Professional teachers, in large numbers, will be expensive. There are now approximately 4 million public school educators.  Salary and fringe benefits for each cost $100,000 annually. Pay capable of attracting talent from the private sector likely would have to double such an amount, to $200,000 annually. However, adding $400 billion in extra compensation costs to the $700 billion already spent annually on public schools is improbable.

There are many other competing considerations, e.g., national debt, state deficits, and unfunded pensions. The solution is to have fewer, but much more highly paid, teachers. 

The United States has too many teachers – that is, too many ordinary teachers. In a paper that will be published later this year, Michael Podgursky, economics professor at the University of Missouri and fellow of the Bush Institute, points out that between 1980 and 2009, K-12 enrollments rose 21 percent but the number of teachers increased 47 percent.  The number of administrators and other non-teachers jumped 56 percent.
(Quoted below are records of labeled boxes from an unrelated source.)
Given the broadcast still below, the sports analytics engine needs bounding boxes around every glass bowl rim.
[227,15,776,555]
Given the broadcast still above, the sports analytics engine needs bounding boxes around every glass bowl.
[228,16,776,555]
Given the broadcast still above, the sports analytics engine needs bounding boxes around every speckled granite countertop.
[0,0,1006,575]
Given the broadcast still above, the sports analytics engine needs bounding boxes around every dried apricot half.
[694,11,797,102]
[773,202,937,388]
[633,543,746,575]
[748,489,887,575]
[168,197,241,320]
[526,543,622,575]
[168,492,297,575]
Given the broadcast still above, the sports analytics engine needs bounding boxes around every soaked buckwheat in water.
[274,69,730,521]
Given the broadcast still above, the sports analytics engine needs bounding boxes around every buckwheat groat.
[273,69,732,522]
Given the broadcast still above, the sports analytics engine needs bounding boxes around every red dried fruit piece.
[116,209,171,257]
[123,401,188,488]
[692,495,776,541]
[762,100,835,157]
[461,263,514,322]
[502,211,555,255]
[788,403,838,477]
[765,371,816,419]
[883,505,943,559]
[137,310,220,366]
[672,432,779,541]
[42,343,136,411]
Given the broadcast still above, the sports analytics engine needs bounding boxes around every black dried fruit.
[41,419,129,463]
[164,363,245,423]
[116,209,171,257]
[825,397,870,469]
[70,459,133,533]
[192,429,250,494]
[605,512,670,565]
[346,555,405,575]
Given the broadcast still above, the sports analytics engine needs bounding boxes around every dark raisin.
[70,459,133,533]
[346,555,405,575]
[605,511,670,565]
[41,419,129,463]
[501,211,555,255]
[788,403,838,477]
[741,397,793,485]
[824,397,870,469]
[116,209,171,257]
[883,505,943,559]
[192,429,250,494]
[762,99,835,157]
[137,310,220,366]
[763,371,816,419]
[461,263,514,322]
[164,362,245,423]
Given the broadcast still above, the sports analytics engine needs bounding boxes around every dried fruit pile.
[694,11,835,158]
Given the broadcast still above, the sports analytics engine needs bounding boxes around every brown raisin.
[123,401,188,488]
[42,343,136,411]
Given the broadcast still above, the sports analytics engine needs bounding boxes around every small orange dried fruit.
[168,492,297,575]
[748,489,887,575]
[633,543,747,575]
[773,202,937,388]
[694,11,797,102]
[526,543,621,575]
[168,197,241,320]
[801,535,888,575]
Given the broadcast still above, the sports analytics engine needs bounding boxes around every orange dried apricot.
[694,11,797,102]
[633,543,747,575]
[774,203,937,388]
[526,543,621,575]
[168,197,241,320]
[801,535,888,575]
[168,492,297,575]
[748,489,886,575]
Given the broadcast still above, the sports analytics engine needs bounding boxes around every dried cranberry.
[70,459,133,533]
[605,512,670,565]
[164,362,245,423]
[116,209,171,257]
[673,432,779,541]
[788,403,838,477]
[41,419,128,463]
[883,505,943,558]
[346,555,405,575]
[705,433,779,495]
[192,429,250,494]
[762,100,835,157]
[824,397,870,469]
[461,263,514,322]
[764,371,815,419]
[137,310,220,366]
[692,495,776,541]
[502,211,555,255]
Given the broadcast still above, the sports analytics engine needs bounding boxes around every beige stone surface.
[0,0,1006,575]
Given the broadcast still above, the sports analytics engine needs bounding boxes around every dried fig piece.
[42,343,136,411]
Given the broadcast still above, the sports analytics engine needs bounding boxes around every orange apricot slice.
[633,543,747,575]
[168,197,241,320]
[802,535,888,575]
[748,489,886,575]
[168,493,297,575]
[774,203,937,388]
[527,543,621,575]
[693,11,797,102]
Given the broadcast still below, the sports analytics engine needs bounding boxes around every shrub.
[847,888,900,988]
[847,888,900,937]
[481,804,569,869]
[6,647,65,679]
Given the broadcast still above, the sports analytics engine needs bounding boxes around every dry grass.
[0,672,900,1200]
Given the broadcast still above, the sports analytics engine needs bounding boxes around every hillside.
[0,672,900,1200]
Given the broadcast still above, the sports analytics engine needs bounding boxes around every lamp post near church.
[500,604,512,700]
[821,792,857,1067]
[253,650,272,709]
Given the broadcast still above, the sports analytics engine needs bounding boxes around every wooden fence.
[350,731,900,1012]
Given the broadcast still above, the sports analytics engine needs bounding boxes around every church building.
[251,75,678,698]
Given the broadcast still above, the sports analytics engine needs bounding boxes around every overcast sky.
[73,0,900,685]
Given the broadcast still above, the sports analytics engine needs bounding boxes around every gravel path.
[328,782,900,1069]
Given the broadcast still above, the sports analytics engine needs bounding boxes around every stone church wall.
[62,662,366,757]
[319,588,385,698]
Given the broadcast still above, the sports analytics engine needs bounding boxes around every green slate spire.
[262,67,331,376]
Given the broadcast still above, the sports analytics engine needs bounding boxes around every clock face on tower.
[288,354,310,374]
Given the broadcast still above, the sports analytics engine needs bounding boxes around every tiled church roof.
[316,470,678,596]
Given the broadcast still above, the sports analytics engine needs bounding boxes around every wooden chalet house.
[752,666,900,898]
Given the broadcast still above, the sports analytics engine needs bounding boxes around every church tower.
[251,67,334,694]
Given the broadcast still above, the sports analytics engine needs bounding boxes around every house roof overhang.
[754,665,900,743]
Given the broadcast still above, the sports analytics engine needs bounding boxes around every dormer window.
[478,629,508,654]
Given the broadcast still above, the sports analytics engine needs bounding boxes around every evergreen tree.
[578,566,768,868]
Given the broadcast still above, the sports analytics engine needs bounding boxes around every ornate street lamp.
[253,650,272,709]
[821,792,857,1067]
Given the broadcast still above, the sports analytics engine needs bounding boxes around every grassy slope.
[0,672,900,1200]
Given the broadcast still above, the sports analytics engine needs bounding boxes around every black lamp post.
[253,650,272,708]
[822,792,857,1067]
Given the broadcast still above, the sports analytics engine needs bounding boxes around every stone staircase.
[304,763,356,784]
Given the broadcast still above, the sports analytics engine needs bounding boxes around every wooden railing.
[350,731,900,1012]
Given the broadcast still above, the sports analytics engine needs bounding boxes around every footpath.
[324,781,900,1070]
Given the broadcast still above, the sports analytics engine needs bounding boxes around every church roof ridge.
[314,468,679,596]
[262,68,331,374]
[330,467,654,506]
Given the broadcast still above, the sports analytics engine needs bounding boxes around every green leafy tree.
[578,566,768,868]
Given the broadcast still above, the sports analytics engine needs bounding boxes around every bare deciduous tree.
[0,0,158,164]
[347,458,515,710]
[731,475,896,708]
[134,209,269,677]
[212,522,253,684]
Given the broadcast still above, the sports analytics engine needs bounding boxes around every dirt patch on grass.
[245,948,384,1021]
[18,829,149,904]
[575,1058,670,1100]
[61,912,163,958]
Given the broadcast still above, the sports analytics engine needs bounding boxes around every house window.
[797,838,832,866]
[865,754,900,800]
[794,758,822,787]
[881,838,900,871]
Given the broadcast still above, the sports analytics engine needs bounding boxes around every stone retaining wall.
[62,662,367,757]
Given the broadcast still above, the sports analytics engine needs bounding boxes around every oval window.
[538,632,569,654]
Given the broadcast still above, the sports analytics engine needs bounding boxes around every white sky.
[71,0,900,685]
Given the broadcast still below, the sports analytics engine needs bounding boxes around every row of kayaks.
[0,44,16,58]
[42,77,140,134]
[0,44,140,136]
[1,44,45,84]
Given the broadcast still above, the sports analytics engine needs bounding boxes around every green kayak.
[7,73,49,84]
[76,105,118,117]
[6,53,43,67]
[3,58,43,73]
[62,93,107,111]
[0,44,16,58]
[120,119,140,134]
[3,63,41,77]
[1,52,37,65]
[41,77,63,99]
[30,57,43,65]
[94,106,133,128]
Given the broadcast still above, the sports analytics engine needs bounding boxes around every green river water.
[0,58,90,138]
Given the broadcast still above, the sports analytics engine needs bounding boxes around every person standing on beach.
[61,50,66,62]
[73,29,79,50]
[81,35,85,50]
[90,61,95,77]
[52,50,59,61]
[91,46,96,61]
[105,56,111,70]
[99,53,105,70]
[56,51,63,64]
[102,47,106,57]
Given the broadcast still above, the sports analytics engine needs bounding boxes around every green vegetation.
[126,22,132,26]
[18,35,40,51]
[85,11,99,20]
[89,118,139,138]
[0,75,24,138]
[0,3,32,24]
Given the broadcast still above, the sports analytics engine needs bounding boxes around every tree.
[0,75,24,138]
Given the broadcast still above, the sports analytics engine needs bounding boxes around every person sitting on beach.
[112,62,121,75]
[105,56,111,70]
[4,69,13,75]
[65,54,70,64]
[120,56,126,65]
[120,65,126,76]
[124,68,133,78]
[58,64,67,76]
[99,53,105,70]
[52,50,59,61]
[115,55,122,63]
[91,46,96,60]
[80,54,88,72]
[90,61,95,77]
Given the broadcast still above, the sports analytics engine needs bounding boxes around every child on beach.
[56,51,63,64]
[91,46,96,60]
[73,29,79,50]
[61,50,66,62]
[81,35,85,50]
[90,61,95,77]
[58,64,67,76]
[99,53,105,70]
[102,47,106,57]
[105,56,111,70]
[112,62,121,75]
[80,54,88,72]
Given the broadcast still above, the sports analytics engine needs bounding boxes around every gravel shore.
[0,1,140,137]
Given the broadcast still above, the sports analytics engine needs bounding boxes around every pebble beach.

The ratio of teachers and other educators to students has fallen sharply, yet achievement gains, while mildly visible, do not match costly increases in numbers of school professionals.

As Podgursky writes, “Since 1980, spending per student grew on average by 2.1 percent per year.  If the staffing ratio had been held constant, teacher compensation could have grown by 85.” In other words, after inflation, teacher pay could have nearly doubled.

In the past few years, of course, state budgets have stagnated, and schools districts have cut employees. If they had been releasing ineffective teachers, they would only be culling the herd, and reductions would not damage learning.

However, because of seniority-based layoffs, the workforce has diminished in size, with no corresponding increase in effectiveness. By ending the employment of two $100,000-a-year ineffective teachers, and recruiting one $200,000 a year effective teacher, the United States could displace Singapore and Finland at the top of international student achievement, and the gap between advantaged and disadvantaged students would virtually disappear.

We must equip teachers with technology that elevates student learning, saves money, and restores important personal contact between student and teacher. Education needs to join practically every other economic sector, where modernization has brought greater productivity – higher output with lower input.

It can be done. The successful Alliance Charter schools in Los Angeles use one teacher for every 48 students.  Rocket Ship Charters follow the same pattern. Effective teaching, technology, high expectations, and accountability to parents and students – that’s the rout to significant learning every day on far fewer dollars. What a difference a word can make.